Nesta fortaleza esteve, fortificando-a com muito trabalho de sua pessoa, até D. António (158), Prior do Crato, se alevantar em Santarém, o qual, vindo a Lisboa, o apertou com muitas cartas e recados por pessoas graves, estando já recebido por Rei, que lhe entregasse a dita fortaleza, o que não fez per muitos dias; antes escreveu a Setúval aos Governadores, pedindo-lhe o provessem das coisas necessárias para defensão da fortaleza, como muitas vezes lhe tinha pedido, antes de D. António se alevantar, os quais lhe não mandaram coisa alguma e se foram, com medo de D. António, para Castela, deixando-o sem pólvora, sem água e sem gente; e tornando D. António de Setúval a Lisboa, o tornou apertar que lhe desse a fortaleza, e vendo ele que ele estava recebido por rei em Lisboa e que não tinha na fortaleza mais que sessenta homens, a maior parte dos quais tinham suas mulheres e filhos nos lugares derredor e desejando de se entregar, havendo naquele tempo com toda inteireza e singeleza de ânimo defendido aquela fortaleza pelos Governadores, que lha entregaram, vendo também que não tinha munições nem mantimentos para se defender, lhe escreveu uma carta em que lhe entregou a dita fortaleza, da qual lhe não fez menagem, nem juramento.
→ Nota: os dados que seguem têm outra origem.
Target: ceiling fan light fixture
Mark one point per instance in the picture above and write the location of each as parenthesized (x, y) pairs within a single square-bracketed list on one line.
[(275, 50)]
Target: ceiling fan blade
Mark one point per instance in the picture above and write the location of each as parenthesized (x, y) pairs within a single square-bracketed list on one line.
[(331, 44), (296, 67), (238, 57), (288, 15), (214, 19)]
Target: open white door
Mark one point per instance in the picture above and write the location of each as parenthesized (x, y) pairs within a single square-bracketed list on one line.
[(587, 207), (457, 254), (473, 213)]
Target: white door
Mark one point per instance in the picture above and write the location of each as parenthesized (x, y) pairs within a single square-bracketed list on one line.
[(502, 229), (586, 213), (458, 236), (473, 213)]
Per algumas vezes o viu e lhe aconselhou sempre que se entregasse a Sua Majestade, que estava perdido e não tinha com que se defender, que não quisesse ser ocasião de se perder e saquear Lisboa e todo o Reino. E sempre lhe respondeu que nisso andava e disso tratava, e que o havia de fazer andando o tempo; veio o Duque de Alva a cercá-lo e, depois de o bater três dias, teve modo de per umas mulheres, que fingiam ir ver uma filha e genro, que na fortaleza tinham, lhe mandou uma sentença, dado (sic) em Crasto Marim pela maior parte dos Governadores, a quem ele tinha feito a menagem da fortaleza, na qual julgavam o Reino por El-Rei Filipe, Nosso Senhor, e lhe mandavam entregá-la ao Duque, desobrigando-o da menagem e juramento que tinha feito. Vendo isto, lha entregou com consentimento de todos os que nela estavam. No processo de todas estas coisas, desde que chegou da Índia até a entrega desta fortaleza ao Duque de Alva, houve muitas coisas (159) mui notáveis, dignas deste excelente capitão, que são

compridas para eu contar. O cronista destes Reinos devia fazer delas copiosa relação, com que pudera enriquecer e realçar sua Crónica Real.